SUARAMALANG.COM, Kabupaten Malang– Museum Singhasari selalu menjadi lokasi utama pelaksanaan Terasaintek: Museum Capture, sebuah program edukasi budaya yang digagas oleh Direktorat Jenderal Sains dan Teknologi bersama tim peneliti dari Universitas Brawijaya.
Dari sekitar 340 museum yang telah diteliti di Jawa dan Bali, Museum Singhasari dipilih sebagai tempat penyelenggaraan karena memiliki keterkaitan kuat dengan riset mengenai sejarah Kerajaan Tumapel dan Singhasari.
Kegiatan ini bertujuan untuk mengajak masyarakat melihat ulang bagaimana museum menarasikan sejarah.Tim Terasaintek menilai bahwa banyak museum masih menggunakan perspektif kolonial dalam menceritakan perjalanan bangsa.
Program ini dihadirkan untuk membantu membongkar pola narasi kolonial tersebut dan membuka ruang interpretasi baru yang lebih inklusif serta dekat dengan identitas budaya lokal.
Ketua proyek Terasaintek, I Wayan Suyadnya, menyatakan kegiatan ini menghadirkan cara bercerita yang lebih relevan dan tidak terpaku pada gambaran-gambaran kolonial lama.
Ia mencontohkan bagaimana tokoh seperti Ken Dedes selama ini divisualisasikan secara ideal ala standar kolonial, padahal masyarakat lokal memiliki keragaman karakter dan penampilan yang justru menjadi kekuatan identitas budaya.
“Museum Singhasari sendiri dinilai memiliki potensi besar dalam mendukung tujuan tersebut. Sebagai museum yang memuat narasi lengkap mengenai Kerajaan Singhasari, pengunjung dapat mempelajari asal-usul Tumapel, kisah Ken Arok dan Ken Dedes, hingga perkembangan politik dan budaya masa kejayaan kerajaan.Koleksi, diorama, serta materi visual yang ditampilkan membuat proses belajar sejarah menjadi lebih runtut dan mudah dipahami, ” kata Wayan.
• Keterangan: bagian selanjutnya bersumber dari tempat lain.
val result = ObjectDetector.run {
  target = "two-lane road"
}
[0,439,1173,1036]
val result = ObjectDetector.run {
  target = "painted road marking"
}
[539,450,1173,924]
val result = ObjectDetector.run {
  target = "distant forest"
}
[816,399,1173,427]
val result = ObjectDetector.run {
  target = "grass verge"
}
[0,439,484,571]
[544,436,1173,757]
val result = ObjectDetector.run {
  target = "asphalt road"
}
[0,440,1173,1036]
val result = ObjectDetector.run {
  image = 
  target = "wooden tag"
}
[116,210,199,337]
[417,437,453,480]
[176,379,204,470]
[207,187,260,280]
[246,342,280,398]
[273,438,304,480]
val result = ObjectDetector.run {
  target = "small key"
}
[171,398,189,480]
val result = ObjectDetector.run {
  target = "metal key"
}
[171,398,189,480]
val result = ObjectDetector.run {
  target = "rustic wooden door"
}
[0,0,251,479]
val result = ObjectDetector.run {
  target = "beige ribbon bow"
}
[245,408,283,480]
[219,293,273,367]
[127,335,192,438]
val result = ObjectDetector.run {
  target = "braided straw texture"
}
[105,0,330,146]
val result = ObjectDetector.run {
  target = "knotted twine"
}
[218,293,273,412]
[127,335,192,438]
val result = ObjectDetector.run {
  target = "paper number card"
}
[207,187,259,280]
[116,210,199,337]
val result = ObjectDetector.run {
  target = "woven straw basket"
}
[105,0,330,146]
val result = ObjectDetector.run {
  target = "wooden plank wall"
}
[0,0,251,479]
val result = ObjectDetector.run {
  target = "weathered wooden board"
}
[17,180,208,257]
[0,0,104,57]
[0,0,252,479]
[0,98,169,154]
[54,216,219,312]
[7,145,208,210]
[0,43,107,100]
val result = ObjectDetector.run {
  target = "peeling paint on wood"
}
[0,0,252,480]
Kegiatan yang berlangsung hari ini juga menjadi momentum penting bagi kampanye Public Relations yang saat ini sedang dijalankan oleh mahasiswa Program Studi Ilmu Komunikasi Universitas Muhammadiyah Malang dalam rangka Praktikum PR 2. Dengan mengusung campaign “Unveiling the Unexpected” dan big idea “Singhasari Hits Different Story”, mahasiswa menonjolkan Museum Singhasari sebagai museum yang mampu memberikan pengalaman berbeda dari museum-museum lainnya.
Program terasaintek yang diselenggarakan pada 11 Desember memperkuat pesan tersebut secara nyata: museum tidak hanya menjadi ruang penyimpanan artefak sejarah, namun juga wadah rekonstruksi cerita, ruang interpretasi bebas, serta tempat yang adaptif terhadap teknologi dan pendekatan visual.
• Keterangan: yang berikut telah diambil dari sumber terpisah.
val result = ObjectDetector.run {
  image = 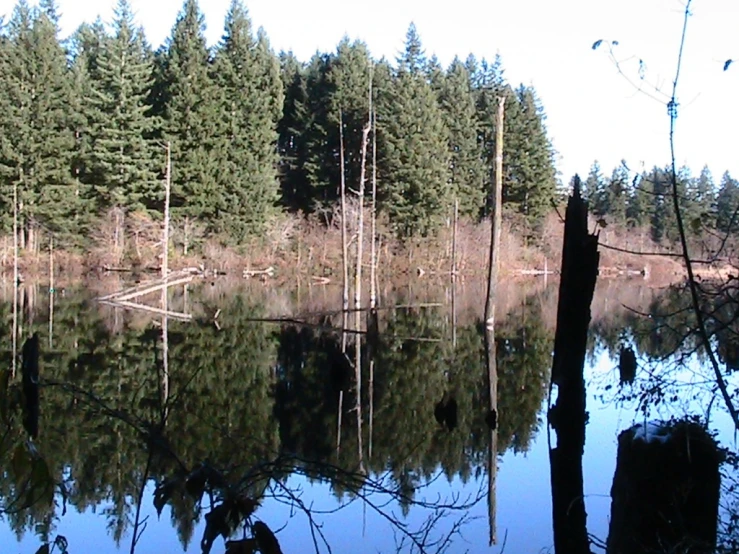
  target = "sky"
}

Melalui kegiatan ini, gagasan bila Museum Singhasari mampu menghadirkan pengalaman yang “unexpected” tidak hanya sekadar klaim, melainkan terbukti langsung melalui pengalaman para peserta.
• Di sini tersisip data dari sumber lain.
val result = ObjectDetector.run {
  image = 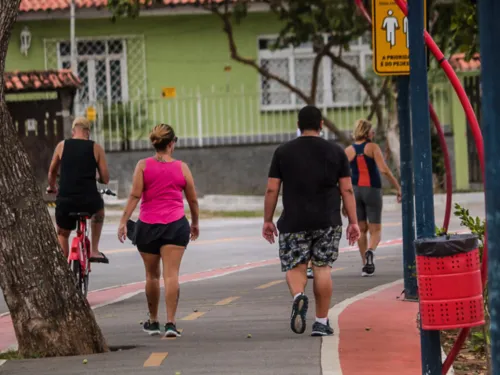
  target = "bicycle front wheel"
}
[71,260,88,297]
Selain workshop dan diskusi, tim Terasaintek turut memperkenalkan Museum Mustaka, yaitu museum simulasi pengetahuan yang dirancang sebagai jembatan bagi masyarakat sebelum berkunjung ke museum konvensional.
Pendekatan ini diharapkan dapat meningkatkan rasa penasaran dan minat generasi muda terhadap warisan budaya Singhasari sekaligus memperkaya pengalaman belajar di Museum Singhasari.
Kegiatan berlangsung dengan suasana yang dinamis. Peserta terlihat antusias mengikuti penjelasan, terutama ketika teknologi visual digunakan untuk memperbarui metode storytelling. Pendekatan ini terbukti mampu membuat sejarah terasa lebih hidup dan dekat dengan berbagai kalangan pengunjung, mulai dari anak-anak hingga dewasa.
Mahasiswa Ilmu Komunikasi Universitas Muhammadiyah Malang yang hadir dalam kegiatan ini turut melakukan peliputan sebagai bagian dari proses pembelajaran praktikum PR 2 di Museum Singhasari.
Kehadiran mereka tidak hanya menjalankan tugas akademik, tetapi juga berperan dalam mengamati bagaimana kegiatan ini selaras dan memperkuat kampanye komunikasi yang sedang mereka jalankan untuk Museum Singhasari.